The Advanced Research & Invention Agency (ARIA) is starting to recruit leading scientists to lead it and identify and fund transformational science and technology at speed.
The new agency will have to work alongside the £6bn UK Research and Innovation (UKRI) agency that deliberately brought together all seven research organisations funded by the science budget of the Department for Business, Energy and Industrial Strategy. It has also recently launched a small light touch fund for ‘high risk’ research. There are also nine Catapults that focus on more commercial research and development in areas such as Satellite Applications, Compound Semiconductors, Digital systems (including AI), High Value Manufacturing and Connected places, aka Smart Cities.
ARIA is deliberately modelled on the US ARPA and DARPA agencies that took a long term view of research, but with a short term drive to commercialisation to develop technologies at speed.
“The ARPA model’s focus on the future would also be a welcome addition to the UK’s R&D funding system, scanning the horizon for areas of research and technology development that may not have an obvious immediate market application but that are likely to benefit the industries of tomorrow, in 10, even 20 years’ time,” said the UK’s Institute of Physics.
“By stripping back unnecessary red tape and putting power in the hands of our innovators, the agency will be given the freedom to drive forward the technologies of tomorrow, as we continue to build back better through innovation,” said Business Secretary Kwasi Kwarteng.
“Central to the agency will be its ability to deliver funding to the UK’s most pioneering researchers flexibly and at speed, in a way that best supports their work and avoids unnecessary bureaucracy,” he said. “It will experiment with funding models including program grants, seed grants, and prize incentives, and will have the capability to start and stop projects according to their success, redirecting funding where necessary. It will have a much higher tolerance for failure than is normal, recognising that in research the freedom to fail is often also the freedom to succeed.”

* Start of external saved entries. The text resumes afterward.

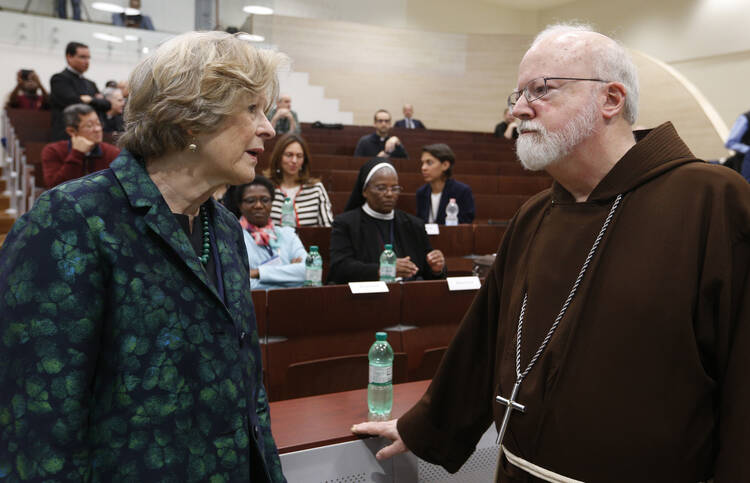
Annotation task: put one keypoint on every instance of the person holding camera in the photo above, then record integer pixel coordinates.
(85, 153)
(29, 92)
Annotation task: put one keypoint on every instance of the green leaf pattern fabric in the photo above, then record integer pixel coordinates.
(120, 362)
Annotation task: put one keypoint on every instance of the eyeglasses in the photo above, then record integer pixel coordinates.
(251, 201)
(89, 126)
(537, 88)
(382, 189)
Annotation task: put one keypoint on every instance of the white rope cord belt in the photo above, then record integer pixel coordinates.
(535, 470)
(544, 474)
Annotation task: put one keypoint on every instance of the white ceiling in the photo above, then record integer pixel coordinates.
(529, 4)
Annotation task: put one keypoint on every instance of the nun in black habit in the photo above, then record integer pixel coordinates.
(371, 221)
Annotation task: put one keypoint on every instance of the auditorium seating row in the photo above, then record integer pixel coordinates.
(343, 180)
(457, 243)
(314, 340)
(326, 162)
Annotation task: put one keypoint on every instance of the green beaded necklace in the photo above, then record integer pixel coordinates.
(206, 237)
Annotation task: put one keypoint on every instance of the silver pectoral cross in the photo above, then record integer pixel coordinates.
(510, 404)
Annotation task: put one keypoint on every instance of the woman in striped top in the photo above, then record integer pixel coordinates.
(290, 173)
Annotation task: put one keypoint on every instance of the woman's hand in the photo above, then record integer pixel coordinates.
(405, 268)
(436, 261)
(386, 429)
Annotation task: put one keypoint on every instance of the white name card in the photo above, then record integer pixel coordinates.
(463, 283)
(368, 287)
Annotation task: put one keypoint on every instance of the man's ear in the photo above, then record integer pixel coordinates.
(614, 102)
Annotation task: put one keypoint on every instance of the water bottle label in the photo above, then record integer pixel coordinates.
(314, 275)
(381, 374)
(387, 271)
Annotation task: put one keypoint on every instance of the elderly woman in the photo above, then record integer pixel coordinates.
(440, 187)
(275, 253)
(359, 235)
(129, 344)
(290, 172)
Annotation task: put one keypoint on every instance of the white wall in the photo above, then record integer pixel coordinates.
(38, 43)
(174, 16)
(706, 40)
(467, 16)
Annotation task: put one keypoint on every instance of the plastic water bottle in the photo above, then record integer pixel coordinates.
(287, 213)
(313, 268)
(451, 213)
(388, 264)
(380, 387)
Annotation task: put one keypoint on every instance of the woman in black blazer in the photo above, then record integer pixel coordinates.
(437, 167)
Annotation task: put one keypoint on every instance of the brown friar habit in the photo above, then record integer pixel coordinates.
(647, 378)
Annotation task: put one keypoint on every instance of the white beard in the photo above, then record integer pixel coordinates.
(542, 148)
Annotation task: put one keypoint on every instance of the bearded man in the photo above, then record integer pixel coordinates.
(611, 339)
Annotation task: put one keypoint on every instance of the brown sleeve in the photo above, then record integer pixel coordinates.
(725, 301)
(446, 424)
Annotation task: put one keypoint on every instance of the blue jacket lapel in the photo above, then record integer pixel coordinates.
(143, 193)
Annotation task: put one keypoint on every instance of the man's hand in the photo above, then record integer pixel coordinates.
(436, 261)
(391, 144)
(405, 268)
(81, 144)
(385, 429)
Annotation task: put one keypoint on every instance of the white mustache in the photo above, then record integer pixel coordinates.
(524, 126)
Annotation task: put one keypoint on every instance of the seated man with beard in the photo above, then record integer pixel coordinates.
(610, 340)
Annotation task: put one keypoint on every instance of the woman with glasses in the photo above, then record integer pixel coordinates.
(360, 234)
(290, 173)
(275, 253)
(439, 188)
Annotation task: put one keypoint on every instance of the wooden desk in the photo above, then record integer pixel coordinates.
(316, 446)
(315, 421)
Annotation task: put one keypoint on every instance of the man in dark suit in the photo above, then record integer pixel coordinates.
(70, 87)
(380, 143)
(408, 122)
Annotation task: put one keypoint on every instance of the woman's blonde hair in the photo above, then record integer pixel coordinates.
(193, 82)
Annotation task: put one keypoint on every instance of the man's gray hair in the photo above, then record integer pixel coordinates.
(72, 114)
(108, 91)
(611, 62)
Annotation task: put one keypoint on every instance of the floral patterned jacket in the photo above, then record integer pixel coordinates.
(119, 360)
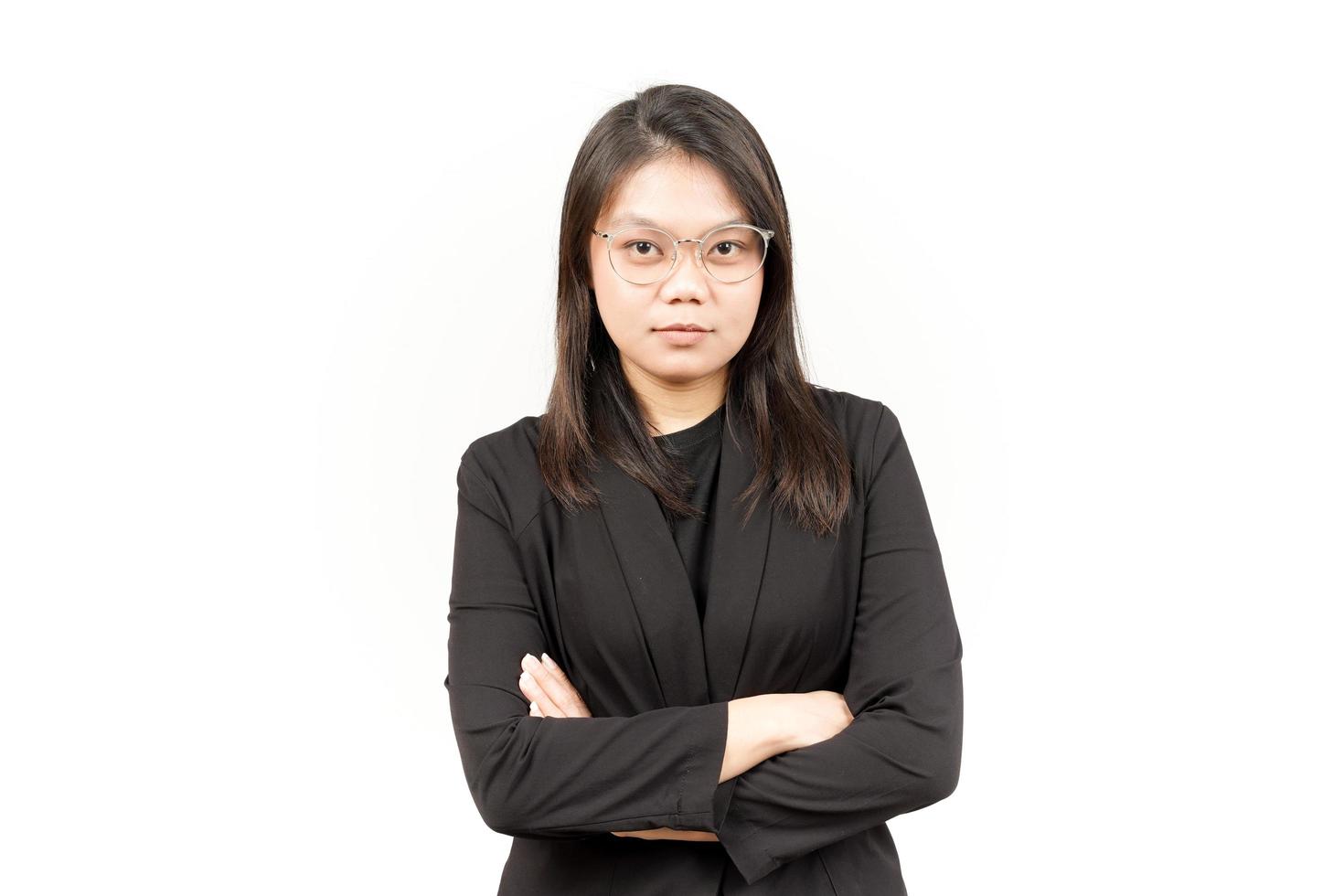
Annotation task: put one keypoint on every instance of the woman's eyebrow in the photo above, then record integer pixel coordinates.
(638, 220)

This appears to be a direct criticism of UKRI, which says it supports the new agency.
“The creation of a new science and invention agency (ARIA) has tremendous potential to enhance the UK and global research and innovation system,” said Professor Dame Ottoline Leyser, Chief Executive of UKRI. “The agency will have the freedom to experiment with pioneering new funding models, extending the reach of the current system to support people and ideas in new and different ways. Working closely together, UK Research and Innovation and ARIA will catalyse an even more diverse, dynamic and creative funding system that will ensure transformative ideas, whoever has them, can change people’s lives for the better.”
Legislation to set up ARIA will come to the UK Parliament in the next month, aiming to complement the work of UKRI while building on the government’s R&D Roadmap published in July 2020, which again appears to criticise the direction of UKRI. This includes a focus on AI, quantum technology and Industry4.0 that are already part of the remit of the Catapults.
“Key to ARIA’s success will be strong business engagement to make sure the brilliant ideas developed can make it through to market,” said Matthew Fell, UK Chief Policy Director of buisess group the CBI. “This a prime chance for business, government and the research and innovation community to work together and turn ambitions into realities. And coalesce around an shared economic vision for the next decade in which innovation will be at the heart of it.”
More clarity is expected with the publication of the legislation and the recruitment of the leadership.